What needs to be done, said or thought of straightaway draws an appropriate response form us. We respond to a situation that appears in terms of the actions we need take. It is only at the unexpected moment when something does not go according to expectation that we begin to experience disharmony (breakdown) that we begin to call upon different ways of being, or different patterns to figure out how to deal with the unexpected.

A suitable example here would be how we interact with our mobile phones today – we can engage in a discussion on an instant messaging platform, where we are deeply immersed in the conversation and are not focused on typing in every single letter, it just flows naturally – we do not have to reflect on it, because we have performed and learned how to interact with our mobiles and so has become habituated. Spinosa et al.,(1997) have followed up by saying,

“ We see things as odd artefacts until we become familiar with their use, and then we become virtually incapable of seeing them as strange (Flores, Spinosa, & Dreyfus, 1998)”.

Through observing a style of organizing “or the coordination of actions”, we can articulate a disclosive space. This disclosure allows us to articulate the underlying coordination or sense making processes, which affect the system in three ways:

“1) by coordinating actions, 2) by determining how things and people matter and 3) by being what is transferred from situation to situation. These three functions of style determine the way anything shows up and makes sense for us.” (Spinosa et al., 2007)

Through being present to this disharmony or breakdown, we can get a sense of how this system is dynamic and changing – that is to say that we can begin to understand how it is attempting to evolve. To elaborate here, two things “show up” in this breakdown. Firstly the breakdown discloses coordination, it unearths the roots of sense so to speak which instantiates the system itself. Secondly it points out the areas in which the system is failing, and shows these as the exact places in which change or development must occur. These two points are the basic points of departure for ontological design because it shows a breakdown in the hermeneutic machinery and also gives and indication of the development trajectory of the system.

The next question is to figure out how to facilitate the emergence of a new style – this requires the ability to work with the above two points as the actual foundation for design. This skill for dealing with a disharmony or discordance is more complex than the skill for noticing and holding on to it. Spinosa et al. (2007) suggest that there are three ways one can do this, namely articulation, reconfiguration and cross-appropriation.

We distinguish two aspects of a disclosive space: it’s organization and it’s coordination. In order for things and selves to show up as meaningful (as opposed to just effective) this organized activity needs further organization called coordination (Flores, Spinosa, & Dreyfus, 1998).

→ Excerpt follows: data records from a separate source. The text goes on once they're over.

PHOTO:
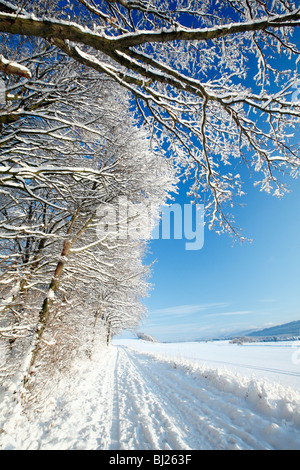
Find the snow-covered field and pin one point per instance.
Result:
(276, 361)
(139, 395)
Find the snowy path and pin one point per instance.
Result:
(134, 401)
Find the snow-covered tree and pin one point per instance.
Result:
(68, 146)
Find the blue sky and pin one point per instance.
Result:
(225, 286)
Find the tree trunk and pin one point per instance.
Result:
(45, 312)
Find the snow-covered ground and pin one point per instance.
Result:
(137, 395)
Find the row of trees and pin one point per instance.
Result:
(212, 82)
(70, 148)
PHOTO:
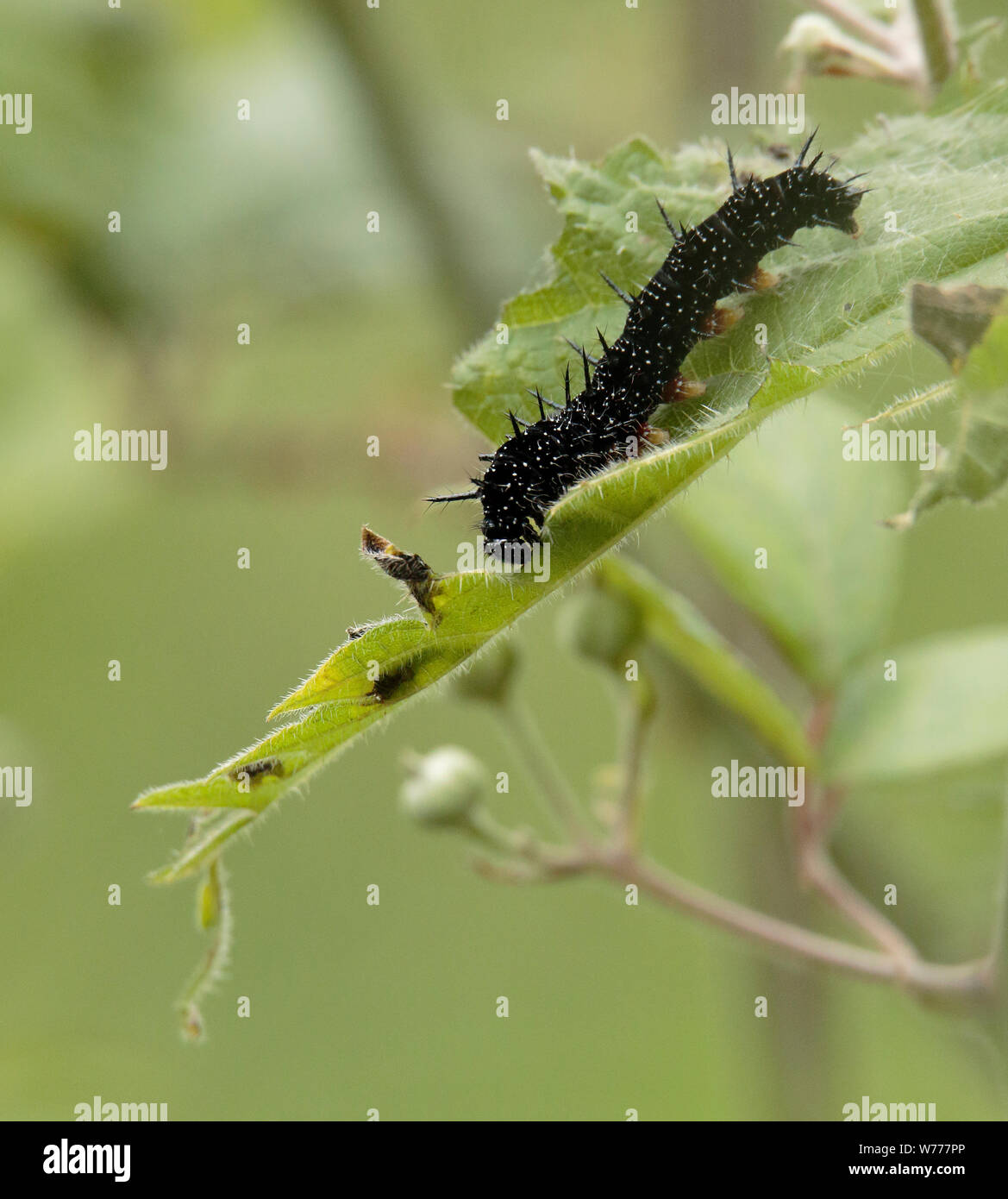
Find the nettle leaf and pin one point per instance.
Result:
(838, 308)
(678, 627)
(936, 211)
(947, 706)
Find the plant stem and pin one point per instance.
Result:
(857, 22)
(530, 746)
(936, 28)
(640, 711)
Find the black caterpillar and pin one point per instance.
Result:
(609, 418)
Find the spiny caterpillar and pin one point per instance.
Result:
(640, 369)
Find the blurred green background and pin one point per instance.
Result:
(353, 335)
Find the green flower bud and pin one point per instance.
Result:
(443, 787)
(601, 626)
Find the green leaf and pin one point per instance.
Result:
(841, 302)
(947, 706)
(826, 590)
(836, 311)
(974, 467)
(679, 629)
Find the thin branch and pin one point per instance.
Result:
(965, 978)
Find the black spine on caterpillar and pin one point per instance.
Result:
(540, 461)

In the articulation of change, the style crystalizes the core identity and becomes more recognizable in its pure form, for what it actually is. Reconfiguration is a more substantial way in which a style can change. In this case some marginal aspect of practices coordinated by a style becomes dominant. Cross-appropriation takes place when one disclosive space takes over from another disclosive space, a practice that it could not generate on its own but what it finds useful.

(This still needs work and I need to expand on this section on Articulation, Reconfiguration and Cross-appropriation. Plus add examples – e.g. feminist movement)

Articulation, reconfiguration and cross-appropriation are three different ways in which, disclosive skills can work to bring about meaningful historical change, of a disclosive space. All of these types of change are historical because people sense them as continuous with the past (Flores, Spinosa, & Dreyfus, 1998). These three ways in which disclosing may be historical – or may produce changes in coordination of practices – leads us to the investigation into being sensitive to the disclosing that one is carrying on in one’s life, which we call disclosing, that one is a discloser (Flores, Spinosa, & Dreyfus, 1998).